Author(s): Sherif Yehia, Sharef Farrag, and Omar Abdelghaney

Publication: Materials Journal

Volume: 116

Issue: 6

Appears on pages(s): 45-54

Keywords: lightweight concrete; long-term evaluation; scanning electron microscopy; self-consolidating concrete; synthetic polypropylene fibers

Date: 11/1/2019

Abstract:
The durability of lightweight concrete (LWC), especially in the long term, is an essential factor for its successful implementation in structural applications. The use of supplementary cementitious materials (SCMs) and/or fibers changes the interaction between concrete constituents at a microlevel, which might improve durability. In this paper, the mechanical properties and durability aspects of fiber-reinforced, self-consolidating, high-strength, lightweight concrete were evaluated. Concrete specimens were exposed to wetting-and-drying cycles for 1 year in salt water to simulate chloride attack present in the United Arab Emirates and then were compared to control specimens. Results of the compressive strength, flexural strength, and modulus of elasticity are presented and discussed. In addition, scanning electron microscope (SEM) scans and rapid chloride permeability test (RCPT) were conducted. Results showed that the inclusion of fibers alters the microstructural features of concrete; hence, a different chloride resistance mechanism is introduced. Nevertheless, inclusion of fibers did not lead to an increase in chloride permeability.
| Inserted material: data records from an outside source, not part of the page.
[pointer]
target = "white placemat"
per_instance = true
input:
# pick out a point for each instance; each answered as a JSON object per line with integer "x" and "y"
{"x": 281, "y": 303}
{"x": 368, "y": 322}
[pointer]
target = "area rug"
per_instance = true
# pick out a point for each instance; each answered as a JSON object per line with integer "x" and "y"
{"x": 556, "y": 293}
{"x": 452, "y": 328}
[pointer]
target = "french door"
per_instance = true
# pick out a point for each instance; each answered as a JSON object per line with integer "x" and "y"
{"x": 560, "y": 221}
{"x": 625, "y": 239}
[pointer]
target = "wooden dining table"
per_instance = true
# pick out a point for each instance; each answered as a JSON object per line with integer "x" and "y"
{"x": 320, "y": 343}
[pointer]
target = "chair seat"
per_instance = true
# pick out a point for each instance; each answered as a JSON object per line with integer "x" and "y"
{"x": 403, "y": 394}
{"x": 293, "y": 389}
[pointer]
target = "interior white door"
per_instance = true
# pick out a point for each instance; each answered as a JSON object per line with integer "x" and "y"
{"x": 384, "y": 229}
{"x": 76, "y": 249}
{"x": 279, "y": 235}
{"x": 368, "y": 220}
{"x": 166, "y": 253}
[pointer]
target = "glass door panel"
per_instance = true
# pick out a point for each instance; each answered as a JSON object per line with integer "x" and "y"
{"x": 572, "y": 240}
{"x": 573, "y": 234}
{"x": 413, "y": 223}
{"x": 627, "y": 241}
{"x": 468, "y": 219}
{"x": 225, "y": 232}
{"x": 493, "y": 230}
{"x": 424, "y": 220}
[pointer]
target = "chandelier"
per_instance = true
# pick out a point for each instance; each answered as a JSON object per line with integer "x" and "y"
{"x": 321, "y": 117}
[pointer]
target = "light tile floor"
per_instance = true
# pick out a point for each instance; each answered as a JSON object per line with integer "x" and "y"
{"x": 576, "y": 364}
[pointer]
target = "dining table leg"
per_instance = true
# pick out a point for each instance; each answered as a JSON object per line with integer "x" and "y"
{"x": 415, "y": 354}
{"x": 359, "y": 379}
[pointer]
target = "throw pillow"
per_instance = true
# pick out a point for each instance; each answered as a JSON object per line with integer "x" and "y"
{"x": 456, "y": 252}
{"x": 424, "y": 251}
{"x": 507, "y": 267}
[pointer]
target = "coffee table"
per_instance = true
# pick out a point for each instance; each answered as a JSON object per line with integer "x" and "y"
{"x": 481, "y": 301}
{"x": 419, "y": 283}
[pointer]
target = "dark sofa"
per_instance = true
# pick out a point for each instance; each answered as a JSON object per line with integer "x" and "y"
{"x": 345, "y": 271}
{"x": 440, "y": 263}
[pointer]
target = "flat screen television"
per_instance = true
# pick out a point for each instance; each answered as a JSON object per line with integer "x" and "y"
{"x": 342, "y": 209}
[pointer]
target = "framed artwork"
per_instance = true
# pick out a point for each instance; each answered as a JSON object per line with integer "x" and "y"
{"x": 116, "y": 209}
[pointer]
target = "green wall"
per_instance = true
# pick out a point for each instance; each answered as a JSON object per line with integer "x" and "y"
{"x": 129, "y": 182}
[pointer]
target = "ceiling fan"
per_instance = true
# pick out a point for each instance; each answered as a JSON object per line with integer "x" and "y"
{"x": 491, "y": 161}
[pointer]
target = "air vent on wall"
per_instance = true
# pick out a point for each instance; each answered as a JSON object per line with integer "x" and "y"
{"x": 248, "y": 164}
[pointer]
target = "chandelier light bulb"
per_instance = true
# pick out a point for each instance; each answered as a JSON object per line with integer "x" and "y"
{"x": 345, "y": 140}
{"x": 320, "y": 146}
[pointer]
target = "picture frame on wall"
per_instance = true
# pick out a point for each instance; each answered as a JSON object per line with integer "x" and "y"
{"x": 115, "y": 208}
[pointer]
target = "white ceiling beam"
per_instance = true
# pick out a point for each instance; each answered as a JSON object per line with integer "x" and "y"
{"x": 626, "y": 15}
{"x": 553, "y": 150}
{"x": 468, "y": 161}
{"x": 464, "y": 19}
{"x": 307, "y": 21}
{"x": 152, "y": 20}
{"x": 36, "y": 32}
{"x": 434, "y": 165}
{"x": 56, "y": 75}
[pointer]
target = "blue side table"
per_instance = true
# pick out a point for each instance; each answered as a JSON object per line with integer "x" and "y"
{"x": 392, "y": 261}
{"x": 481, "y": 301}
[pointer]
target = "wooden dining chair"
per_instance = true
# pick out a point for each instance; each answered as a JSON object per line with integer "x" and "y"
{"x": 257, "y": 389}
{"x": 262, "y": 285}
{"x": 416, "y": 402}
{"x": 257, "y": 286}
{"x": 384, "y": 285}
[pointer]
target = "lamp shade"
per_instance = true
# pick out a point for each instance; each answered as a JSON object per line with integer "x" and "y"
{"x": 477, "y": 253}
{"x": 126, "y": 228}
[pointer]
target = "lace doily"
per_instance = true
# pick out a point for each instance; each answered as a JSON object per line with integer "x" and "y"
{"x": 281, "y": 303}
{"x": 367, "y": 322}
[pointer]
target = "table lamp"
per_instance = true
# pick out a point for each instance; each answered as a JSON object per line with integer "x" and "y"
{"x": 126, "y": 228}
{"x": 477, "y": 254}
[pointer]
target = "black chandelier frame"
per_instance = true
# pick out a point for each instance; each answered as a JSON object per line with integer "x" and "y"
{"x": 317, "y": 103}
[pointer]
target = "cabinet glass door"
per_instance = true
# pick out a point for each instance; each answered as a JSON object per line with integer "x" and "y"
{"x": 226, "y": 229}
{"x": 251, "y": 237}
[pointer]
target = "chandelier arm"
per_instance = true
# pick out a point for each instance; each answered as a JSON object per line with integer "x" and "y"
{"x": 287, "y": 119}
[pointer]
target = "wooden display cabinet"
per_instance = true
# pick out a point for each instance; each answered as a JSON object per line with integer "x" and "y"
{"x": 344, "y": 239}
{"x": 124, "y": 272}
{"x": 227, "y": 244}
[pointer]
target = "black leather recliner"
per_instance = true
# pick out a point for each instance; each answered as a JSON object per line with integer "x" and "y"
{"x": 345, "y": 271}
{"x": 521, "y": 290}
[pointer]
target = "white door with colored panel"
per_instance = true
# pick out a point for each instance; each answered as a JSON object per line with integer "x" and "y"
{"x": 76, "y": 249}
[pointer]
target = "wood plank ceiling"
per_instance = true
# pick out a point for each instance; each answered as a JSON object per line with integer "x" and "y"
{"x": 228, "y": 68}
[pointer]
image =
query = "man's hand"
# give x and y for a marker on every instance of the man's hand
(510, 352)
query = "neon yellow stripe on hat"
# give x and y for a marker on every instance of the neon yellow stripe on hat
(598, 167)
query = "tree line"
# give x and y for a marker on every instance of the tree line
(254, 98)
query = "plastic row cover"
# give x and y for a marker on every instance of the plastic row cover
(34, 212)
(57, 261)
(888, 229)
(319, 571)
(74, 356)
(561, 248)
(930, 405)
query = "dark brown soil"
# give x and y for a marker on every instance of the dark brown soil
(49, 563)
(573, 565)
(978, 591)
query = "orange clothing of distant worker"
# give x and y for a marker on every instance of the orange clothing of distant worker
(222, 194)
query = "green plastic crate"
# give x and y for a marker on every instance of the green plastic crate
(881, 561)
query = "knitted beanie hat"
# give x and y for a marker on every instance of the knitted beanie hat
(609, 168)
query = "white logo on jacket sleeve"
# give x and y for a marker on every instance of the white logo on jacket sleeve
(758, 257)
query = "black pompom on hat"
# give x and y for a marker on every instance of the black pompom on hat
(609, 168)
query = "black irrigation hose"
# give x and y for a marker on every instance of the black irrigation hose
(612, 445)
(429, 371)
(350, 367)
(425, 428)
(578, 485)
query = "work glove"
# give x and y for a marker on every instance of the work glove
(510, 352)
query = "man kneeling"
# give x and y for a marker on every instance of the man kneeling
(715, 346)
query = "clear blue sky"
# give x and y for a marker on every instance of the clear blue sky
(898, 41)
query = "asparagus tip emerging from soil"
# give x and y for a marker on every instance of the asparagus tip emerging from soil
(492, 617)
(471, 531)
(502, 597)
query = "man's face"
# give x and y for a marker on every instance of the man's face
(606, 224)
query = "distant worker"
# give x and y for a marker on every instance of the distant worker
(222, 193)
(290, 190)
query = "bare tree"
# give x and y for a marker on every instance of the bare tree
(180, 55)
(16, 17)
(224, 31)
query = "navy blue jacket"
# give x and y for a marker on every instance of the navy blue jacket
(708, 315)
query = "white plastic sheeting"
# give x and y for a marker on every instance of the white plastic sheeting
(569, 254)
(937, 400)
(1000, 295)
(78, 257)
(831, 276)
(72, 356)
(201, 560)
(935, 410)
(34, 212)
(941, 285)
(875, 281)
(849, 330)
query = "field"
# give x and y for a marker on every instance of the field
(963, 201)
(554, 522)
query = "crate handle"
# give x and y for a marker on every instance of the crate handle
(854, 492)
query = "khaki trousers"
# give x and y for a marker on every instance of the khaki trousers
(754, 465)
At 1 year, there was an ~3% and 10% reduction in compressive strength in the exposed plain and the fiber-reinforced mixtures, respectively, compared to the non-exposed mixtures. However, fibers significantly enhanced the flexural strength of lightweight concrete (up to an ~100% increase) compared to plain mixtures. In addition, cracks were ~80% smaller in the fiber-reinforced mixtures compared to the plain mixture.